Atara Biotherapeutics Announces Second Quarter 2018 Financial Results and Recent Operational Progress

SOUTH SAN FRANCISCO, Calif., Aug. 01, 2018 (GLOBE NEWSWIRE) -- Atara Biotherapeutics, Inc. (Nasdaq:ATRA), a leading off-the-shelf, allogeneic T-cell immunotherapy company developing novel treatments for patients with cancer, autoimmune and viral diseases, today reported financial results for the second quarter of 2018 and recent operational highlights.

“The future of T-cell immunotherapy is both off-the-shelf and across multiple therapeutic areas,” said Isaac Ciechanover, M.D., Chief Executive Officer and President of Atara Biotherapeutics. “During the second quarter, we continued to advance our robust T-cell immunotherapy pipeline, highlighted by our ongoing Phase 3 studies of tab-cel™ in patients with EBV+ PTLD and Phase 1 study of ATA188 in patients with progressive multiple sclerosis. In parallel, we continue to build Atara’s global commercial and operational capabilities in anticipation of the first tab-cel™ Phase 3 results and submission of an EU conditional marketing authorization application in the first half of 2019. We are also preparing to expand our pipeline with the development of the next generation of chimeric antigen receptor T cell (CAR T) technologies. This is an exciting time for Atara as we enter the next phase of the Company’s growth as a leader in off-the-shelf, allogeneic T-cell immunotherapy.”

Recent Highlights and Anticipated Upcoming Milestones

Tab-cel™ (tabelecleucel)

• Two Phase 3 clinical studies are ongoing (MATCH and ALLELE) to evaluate tab-cel™ (tabelecleucel) in patients with Epstein-Barr virus associated post-transplant lymphoproliferative disorder (EBV+ PTLD) who have failed rituximab following hematopoietic cell transplant (HCT) or solid organ transplant (SOT).
  • 11 clinical sites for the MATCH and 13 for the ALLELE studies are now open for enrollment in the U.S. with additional sites expected to open in the U.S. and other geographies.
     
• Presented positive long-term outcomes including durable remissions and encouraging safety findings from two Phase 2 studies of tab-cel™ in EBV+ PTLD at the 23rd Congress of the European Hematology Association (EHA).
  • One- and three-year overall survival (OS) for tab-cel™ treated patients with EBV+ PTLD following HCT who failed rituximab (n=35) was 68% and 55%, respectively. Median OS was not reached after a median of 23.3 months of follow-up in this patient group.
  • In patients with EBV+ PTLD following SOT who failed rituximab, the one- and three-year OS after treatment with tab-cel™ (n=14) was 64% and 43%, respectively. Median survival in this patient group was 21.3 months.
  • None of the EBV+ PTLD patients who had complete or partial responses (CR or PR) after treatment with tab-cel™ died of EBV+ PTLD.  Two-year OS for these responding patients was 83% and 86% following HCT (n=24) and SOT (n=7), respectively.
  • Tab-cel™ was associated with durable objective response rate (CR plus PR) of 69% and 50% in patients with EBV+ PTLD following HCT and SOT, respectively, who have failed rituximab.
     
• U.S. Food and Drug Administration (FDA) accepted IND to initiate a Phase 1/2 clinical study of tab-cel™ in combination with Merck's anti-PD-1 (programmed death receptor-1) therapy, KEYTRUDA® (pembrolizumab), in patients with platinum-resistant or recurrent EBV-associated nasopharyngeal carcinoma (NPC) that Atara plans to initiate in the second half of 2018.
   
• Expect to present updated tab-cel™ results in patients with EBV+ cancers in the second half of 2018.

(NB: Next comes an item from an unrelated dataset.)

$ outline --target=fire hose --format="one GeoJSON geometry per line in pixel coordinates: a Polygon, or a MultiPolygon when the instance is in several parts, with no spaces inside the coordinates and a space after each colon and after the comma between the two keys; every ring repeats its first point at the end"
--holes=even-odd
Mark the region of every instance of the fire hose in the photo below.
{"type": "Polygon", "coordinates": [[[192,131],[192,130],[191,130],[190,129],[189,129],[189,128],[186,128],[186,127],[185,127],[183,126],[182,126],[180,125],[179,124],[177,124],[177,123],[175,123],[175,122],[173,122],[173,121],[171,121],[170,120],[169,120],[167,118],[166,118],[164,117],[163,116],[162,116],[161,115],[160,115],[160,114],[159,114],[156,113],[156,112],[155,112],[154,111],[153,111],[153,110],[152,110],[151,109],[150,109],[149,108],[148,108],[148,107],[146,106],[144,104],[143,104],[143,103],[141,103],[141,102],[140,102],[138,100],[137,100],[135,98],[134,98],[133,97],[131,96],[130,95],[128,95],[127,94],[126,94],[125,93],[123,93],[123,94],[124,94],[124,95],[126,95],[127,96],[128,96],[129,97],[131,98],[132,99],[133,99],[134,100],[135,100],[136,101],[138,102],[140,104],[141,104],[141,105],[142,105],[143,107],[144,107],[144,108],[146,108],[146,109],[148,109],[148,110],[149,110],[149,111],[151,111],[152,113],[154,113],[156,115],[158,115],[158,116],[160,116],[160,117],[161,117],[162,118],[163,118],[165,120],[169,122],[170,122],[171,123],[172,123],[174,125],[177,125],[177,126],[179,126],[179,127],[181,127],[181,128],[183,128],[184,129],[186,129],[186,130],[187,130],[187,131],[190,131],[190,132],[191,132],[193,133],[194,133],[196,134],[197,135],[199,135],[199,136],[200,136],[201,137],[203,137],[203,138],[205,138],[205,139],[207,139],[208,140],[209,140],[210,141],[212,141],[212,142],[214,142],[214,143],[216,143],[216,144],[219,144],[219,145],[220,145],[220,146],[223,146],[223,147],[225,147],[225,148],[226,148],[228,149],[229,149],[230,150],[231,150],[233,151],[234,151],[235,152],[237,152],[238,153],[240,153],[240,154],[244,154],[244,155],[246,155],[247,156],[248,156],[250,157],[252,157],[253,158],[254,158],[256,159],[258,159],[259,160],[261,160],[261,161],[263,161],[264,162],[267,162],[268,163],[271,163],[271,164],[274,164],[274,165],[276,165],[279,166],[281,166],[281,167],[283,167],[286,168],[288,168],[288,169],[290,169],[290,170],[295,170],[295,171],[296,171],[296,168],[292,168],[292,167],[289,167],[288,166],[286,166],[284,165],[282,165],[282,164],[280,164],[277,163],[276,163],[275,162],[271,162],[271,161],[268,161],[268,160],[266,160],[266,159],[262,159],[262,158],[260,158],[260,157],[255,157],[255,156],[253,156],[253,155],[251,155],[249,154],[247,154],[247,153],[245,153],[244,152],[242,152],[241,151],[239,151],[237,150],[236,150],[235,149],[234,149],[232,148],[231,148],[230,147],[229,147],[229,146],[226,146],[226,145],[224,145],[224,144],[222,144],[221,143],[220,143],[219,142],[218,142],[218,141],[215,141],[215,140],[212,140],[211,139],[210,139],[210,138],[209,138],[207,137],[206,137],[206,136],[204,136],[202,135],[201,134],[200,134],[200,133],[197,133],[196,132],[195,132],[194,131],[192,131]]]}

ATA188 & ATA190 for Multiple Sclerosis (MS)

• Announced publication of new research findings advancing the understanding of Epstein-Barr Virus (EBV) infection in the MS-affected brain.
  • The findings were reported in an article online and published in the July 2018 print issue of Neurology: Neuroimmunology & Neuroinflammation, an official journal of the American Academy of Neurology.
     
• A Phase 1 clinical study to evaluate off-the-shelf, allogeneic ATA188 in patients with progressive MS is also underway across clinical sites in the U.S. and Australia.
  • The primary objective of the Phase 1 study is to assess the safety of ATA188 in patients followed for at least one year after the first dose. Key secondary endpoints in the study include measures of clinical improvement such as expanded disability status scale (EDSS) and annualized relapse rate (ARR), as well as MRI imaging.
  • The first results from the ongoing ATA188 Phase 1 study in patients with progressive MS are expected in the first half of 2019.
  • Plan to initiate a randomized autologous ATA190 study in progressive MS patients in 2019.

Development Pipeline

• Plan to rapidly advance novel gene-edited CAR T development programs from recently expanded T-cell immunotherapy collaboration with Memorial Sloan Kettering Cancer Center (MSK), leveraging our existing off-the-shelf T-cell immunotherapy technology platform, manufacturing expertise and research and development capabilities.
• Expect to start Phase 1 study for ATA621 targeting both JC and BK viruses in 2019.

Corporate

• Commenced operations at Atara T Cell Operations & Manufacturing (ATOM) facility in the second quarter of 2018, with completion to support clinical production expected in 2019.
• Appointed Utpal Koppikar as Chief Financial Officer. Utpal has an accomplished track record in global biotechnology financial operations.
• In June 2018 we exercised our option under a license agreement with QIMR Berghofer to an exclusive, worldwide license to develop and commercialize additional T-cell immunotherapy programs including ATA190, as well as the option to license additional technology.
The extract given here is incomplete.